Aile ve Sosyal Hizmetler Bakanı Mahinur Özdemir Göktaş, Konya'da Selçuklu Kongre Merkezi'nde düzenlenen Şehir ve Aile Şurası'nda konuştu.

Nüfus yapısının dönüştüğünü, dijitalleşmenin günlük yaşamın her alanına nüfuz ettiğine dikkati çeken Göktaş, bu dönüşümün merkezinde ise ailenin yer aldığını ifade etti.

Göktaş, şehirleşmenin pek çok fırsat sunduğunu ancak bunun aile yapısı üzerinde önemli etkilerinin olduğunu dile getirdi.
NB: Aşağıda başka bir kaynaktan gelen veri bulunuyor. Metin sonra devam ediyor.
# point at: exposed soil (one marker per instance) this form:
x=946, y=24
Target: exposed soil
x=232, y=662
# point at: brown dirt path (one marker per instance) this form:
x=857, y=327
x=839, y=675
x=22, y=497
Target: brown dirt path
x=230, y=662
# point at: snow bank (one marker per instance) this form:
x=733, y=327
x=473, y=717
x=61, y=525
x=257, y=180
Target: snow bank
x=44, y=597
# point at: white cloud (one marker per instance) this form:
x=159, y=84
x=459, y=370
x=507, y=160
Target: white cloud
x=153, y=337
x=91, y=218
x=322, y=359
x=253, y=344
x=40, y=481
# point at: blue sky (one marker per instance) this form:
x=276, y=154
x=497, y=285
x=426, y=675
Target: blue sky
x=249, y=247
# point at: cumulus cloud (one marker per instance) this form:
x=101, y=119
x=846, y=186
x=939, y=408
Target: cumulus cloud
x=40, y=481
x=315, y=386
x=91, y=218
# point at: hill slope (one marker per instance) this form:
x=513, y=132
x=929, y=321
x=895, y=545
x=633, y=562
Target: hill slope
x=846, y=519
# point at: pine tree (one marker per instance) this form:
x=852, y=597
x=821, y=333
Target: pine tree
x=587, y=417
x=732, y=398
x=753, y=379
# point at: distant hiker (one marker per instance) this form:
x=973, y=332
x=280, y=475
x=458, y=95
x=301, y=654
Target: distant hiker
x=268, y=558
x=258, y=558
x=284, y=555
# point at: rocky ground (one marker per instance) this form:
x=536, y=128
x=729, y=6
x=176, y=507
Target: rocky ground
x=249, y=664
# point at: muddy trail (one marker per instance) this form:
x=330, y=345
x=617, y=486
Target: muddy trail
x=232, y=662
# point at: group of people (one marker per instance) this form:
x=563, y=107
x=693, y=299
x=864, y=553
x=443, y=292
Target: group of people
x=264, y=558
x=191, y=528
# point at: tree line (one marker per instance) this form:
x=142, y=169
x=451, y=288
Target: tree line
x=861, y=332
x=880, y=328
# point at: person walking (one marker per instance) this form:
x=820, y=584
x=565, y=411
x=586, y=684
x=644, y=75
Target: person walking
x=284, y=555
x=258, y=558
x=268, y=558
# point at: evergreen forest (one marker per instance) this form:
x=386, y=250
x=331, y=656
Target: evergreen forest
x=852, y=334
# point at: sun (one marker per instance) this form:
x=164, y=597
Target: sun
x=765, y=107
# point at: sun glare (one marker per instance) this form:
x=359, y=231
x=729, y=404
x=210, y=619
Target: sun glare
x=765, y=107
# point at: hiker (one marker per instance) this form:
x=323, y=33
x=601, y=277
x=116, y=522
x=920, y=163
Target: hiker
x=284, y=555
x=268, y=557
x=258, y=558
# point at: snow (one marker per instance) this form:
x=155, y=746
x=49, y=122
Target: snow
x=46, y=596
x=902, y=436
"Eskiden üç nesil bir arada yaşıyordu" diyen Göktaş, şöyle konuştu:

- Bugün ise evlilik yaşının artması, boşanma ve hiç evlenmeme oranlarının yükselmesinin de etkisiyle tek kişilik hane oranı, yüzde 20'ye ulaşmış durumda. Bireyselleşme, sosyal izolasyon ve yalnızlık giderek artıyor. Modern şehir düzeni, iletişim teknolojilerinin gelişimi, yoğun iş temposu ve trafikte kaybolan saatler, ebeveynle çocuk arasındaki bağı zayıflatabiliyor.
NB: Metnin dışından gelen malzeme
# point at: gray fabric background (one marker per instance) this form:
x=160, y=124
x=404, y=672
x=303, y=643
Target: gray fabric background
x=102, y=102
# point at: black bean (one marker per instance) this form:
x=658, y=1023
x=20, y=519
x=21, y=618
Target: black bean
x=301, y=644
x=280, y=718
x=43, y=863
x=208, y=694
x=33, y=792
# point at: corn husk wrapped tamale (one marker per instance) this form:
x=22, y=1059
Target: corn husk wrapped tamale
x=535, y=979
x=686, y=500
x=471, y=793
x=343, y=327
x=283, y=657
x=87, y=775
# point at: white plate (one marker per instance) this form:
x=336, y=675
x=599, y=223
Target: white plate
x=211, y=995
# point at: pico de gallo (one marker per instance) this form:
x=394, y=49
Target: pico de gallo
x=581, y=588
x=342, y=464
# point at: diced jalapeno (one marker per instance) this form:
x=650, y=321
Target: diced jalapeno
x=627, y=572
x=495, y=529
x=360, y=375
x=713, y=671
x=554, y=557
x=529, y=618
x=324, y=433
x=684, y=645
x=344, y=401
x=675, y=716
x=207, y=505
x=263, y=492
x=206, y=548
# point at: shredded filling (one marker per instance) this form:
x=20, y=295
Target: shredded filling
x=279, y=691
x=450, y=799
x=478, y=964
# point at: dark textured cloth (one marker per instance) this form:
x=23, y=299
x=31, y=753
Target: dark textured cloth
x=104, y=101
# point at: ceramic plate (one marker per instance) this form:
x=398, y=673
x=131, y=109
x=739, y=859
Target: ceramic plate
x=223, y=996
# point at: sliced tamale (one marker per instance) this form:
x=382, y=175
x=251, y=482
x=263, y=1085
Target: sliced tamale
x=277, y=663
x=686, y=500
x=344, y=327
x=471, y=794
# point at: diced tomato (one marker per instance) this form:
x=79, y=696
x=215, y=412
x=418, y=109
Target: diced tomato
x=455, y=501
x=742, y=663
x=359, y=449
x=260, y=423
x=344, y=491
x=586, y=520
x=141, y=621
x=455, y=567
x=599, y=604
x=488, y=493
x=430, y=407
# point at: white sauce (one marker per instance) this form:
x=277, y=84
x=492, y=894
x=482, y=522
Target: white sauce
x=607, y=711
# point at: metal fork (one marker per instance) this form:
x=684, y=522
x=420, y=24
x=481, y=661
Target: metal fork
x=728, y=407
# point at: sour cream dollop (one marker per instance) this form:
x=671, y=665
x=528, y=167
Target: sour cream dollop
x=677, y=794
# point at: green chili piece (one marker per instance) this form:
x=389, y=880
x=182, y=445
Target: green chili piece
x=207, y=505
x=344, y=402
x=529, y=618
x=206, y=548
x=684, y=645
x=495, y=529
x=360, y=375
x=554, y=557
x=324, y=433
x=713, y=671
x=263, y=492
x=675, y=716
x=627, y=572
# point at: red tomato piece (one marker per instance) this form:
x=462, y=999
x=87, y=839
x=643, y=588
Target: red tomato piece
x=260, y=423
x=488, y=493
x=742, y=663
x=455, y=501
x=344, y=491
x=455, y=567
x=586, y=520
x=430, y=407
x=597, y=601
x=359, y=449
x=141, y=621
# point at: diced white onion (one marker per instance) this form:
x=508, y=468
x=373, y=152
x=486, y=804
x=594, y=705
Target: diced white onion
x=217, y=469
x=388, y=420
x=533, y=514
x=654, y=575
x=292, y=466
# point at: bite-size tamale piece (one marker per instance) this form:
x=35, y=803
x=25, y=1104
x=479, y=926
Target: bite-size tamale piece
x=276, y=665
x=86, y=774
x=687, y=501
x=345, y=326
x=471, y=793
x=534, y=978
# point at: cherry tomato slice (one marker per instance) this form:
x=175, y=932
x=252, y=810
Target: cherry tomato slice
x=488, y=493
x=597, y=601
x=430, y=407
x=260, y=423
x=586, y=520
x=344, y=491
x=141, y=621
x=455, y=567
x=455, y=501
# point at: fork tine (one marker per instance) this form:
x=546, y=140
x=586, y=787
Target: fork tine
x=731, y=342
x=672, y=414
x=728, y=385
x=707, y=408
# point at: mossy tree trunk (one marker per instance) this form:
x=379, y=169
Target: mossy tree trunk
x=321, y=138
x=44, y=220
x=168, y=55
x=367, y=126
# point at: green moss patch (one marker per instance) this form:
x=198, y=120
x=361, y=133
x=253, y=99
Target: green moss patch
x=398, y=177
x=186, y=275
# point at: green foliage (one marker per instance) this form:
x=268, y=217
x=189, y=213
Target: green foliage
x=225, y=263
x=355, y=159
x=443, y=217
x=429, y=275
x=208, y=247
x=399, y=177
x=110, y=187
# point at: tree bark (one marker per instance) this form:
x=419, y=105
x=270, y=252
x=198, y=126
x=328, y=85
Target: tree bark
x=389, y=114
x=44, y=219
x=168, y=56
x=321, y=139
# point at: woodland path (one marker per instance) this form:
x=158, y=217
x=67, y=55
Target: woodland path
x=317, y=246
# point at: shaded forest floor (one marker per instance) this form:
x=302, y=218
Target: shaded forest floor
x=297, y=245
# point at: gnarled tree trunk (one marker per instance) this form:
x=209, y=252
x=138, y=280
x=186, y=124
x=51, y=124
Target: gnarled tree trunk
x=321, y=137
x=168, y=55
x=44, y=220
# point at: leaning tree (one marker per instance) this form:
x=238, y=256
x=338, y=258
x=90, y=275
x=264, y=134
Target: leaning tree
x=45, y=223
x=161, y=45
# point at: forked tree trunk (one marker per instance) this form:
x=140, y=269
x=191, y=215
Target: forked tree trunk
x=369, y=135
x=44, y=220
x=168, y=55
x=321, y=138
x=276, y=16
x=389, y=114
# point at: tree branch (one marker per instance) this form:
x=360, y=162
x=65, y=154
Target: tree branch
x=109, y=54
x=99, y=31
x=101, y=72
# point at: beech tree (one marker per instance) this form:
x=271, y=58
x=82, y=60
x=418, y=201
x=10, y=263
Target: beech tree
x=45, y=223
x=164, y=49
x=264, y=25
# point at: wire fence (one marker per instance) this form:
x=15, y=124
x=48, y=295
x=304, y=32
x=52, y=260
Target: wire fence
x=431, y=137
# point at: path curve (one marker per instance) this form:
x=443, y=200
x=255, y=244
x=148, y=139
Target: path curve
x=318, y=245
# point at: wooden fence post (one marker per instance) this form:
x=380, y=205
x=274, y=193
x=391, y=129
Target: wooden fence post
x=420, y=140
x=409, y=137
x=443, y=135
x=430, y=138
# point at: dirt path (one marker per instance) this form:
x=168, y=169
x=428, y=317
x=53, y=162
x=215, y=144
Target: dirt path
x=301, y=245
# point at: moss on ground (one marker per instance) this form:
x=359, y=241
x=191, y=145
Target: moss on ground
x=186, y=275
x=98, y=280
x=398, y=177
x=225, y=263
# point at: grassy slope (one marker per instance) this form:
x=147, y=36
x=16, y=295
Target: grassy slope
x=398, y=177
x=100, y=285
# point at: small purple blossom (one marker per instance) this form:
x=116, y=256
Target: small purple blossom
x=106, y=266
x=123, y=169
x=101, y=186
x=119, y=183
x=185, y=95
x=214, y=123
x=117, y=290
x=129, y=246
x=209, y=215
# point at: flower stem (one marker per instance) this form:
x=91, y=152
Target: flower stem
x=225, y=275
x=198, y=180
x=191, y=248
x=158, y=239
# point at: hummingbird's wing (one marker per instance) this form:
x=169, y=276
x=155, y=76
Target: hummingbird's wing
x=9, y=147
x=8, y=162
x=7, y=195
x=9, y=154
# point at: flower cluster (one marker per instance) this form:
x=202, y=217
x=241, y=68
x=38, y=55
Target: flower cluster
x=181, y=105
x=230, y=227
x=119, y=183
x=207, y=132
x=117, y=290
- Bakın Türk Dil Kurumu, 2024 yılının kavramını 'kalabalık yalnızlık' olarak belirledi. Demografik dönüşümün izleri hanelerimizde belirginleşiyor. Ortalama hane halkı büyüklüğü 3,11'e geriledi. Günümüzde hanelerin yüzde 57'sinde 18 yaş altı çocuk yok. TÜİK projeksiyonlarına göre, önümüzdeki 5 yılda ilkokul çağındaki çocuk sayısı 900 bin azalacak. Şunu çok net ifade etmek isterim, karşı karşıya olduğumuz bu gibi sorunların temelinde aile kurumunun zayıflaması yer alıyor.

ERDOĞAN: ÜZÜLEREK SÖYLÜYORUM...

Cumhurbaşkanı Erdoğan 15 Aralık 2024'te yaptığı bir konuşmada "Gençler nedense evlenmiyor. Ben 25 yaşında evlendim. Ama şimdi bakıyoruz 30, 35, 40... Alıp başını gidiyor. Bir an önce evliliği yapmak lazım" demişti.

Erdoğan bu yıl 13 Ocak'ta yapılan Aile Yılı tanıtım toplantısında ise şunları kayda geçirmişti:

- 2001 yılında toplam doğurganlık hızımız 2,38 iken, bugün bu rakam 1,51'e düşmüştür. Nüfusun yenilenme düzeyinin 2,1 olduğu dikkate alındığında, durumun vahameti daha iyi anlaşılacaktır. Yıllık nüfus artış hızımız ise 2022 yılında binde 7 iken, 2023'te binde 1,1'e gerilemiştir. Çocuk ve genç nüfusumuz azalırken, yaşlı nüfusumuz tarihimizde ilk defa yüzde 10'un üzerine çıkmış, ortalama yaşımız da 34 sınırına dayanmıştır.

- Tüm bunlarla birlikte evlenme yaşı önemli ölçüde yükselmiş, boşanma oranları ise aynı nispette artmıştır. Evlenme hızı 2023'te binde 6,63 olarak gerçekleşti. 1000 nüfus başına düşen boşanma sayısını ifade eden 'kaba boşanma hızı' ise 2,01'e çıktı. Boşanmaların yüzde 33,4'ünün evliliğin ilk 5 yılı içinde, yüzde 21,7'sinin ise evliliğin 6 ila 10'uncu yılları arasında meydana geldiği göze çarpıyor. Ülkemizde ilk evlenme yaşının kadınlar için 26'ya, erkekler için ise 28'e yükseldiğini görüyoruz.

- İlk anne olma yaşı, geçmişte görülmemiş biçimde, 29'u aşmış vaziyette. Bütün bu verilerin, oranların ve istatistiklerin anlattığı şudur; Türkiye, genç ve nitelikli nüfus bakımından, üzülerek söylüyorum, kan kaybetmektedir. Gerekli önlemleri bir an önce almaz, ihtiyaç duyulan politikaları kısa sürede uygulamazsak sorun telafi edilemez boyuta varacaktır. Allah korusun böyle bir durumda yalnızca nüfus değil, nüfuz kaybı da yaşamamız kaçınılmazdır.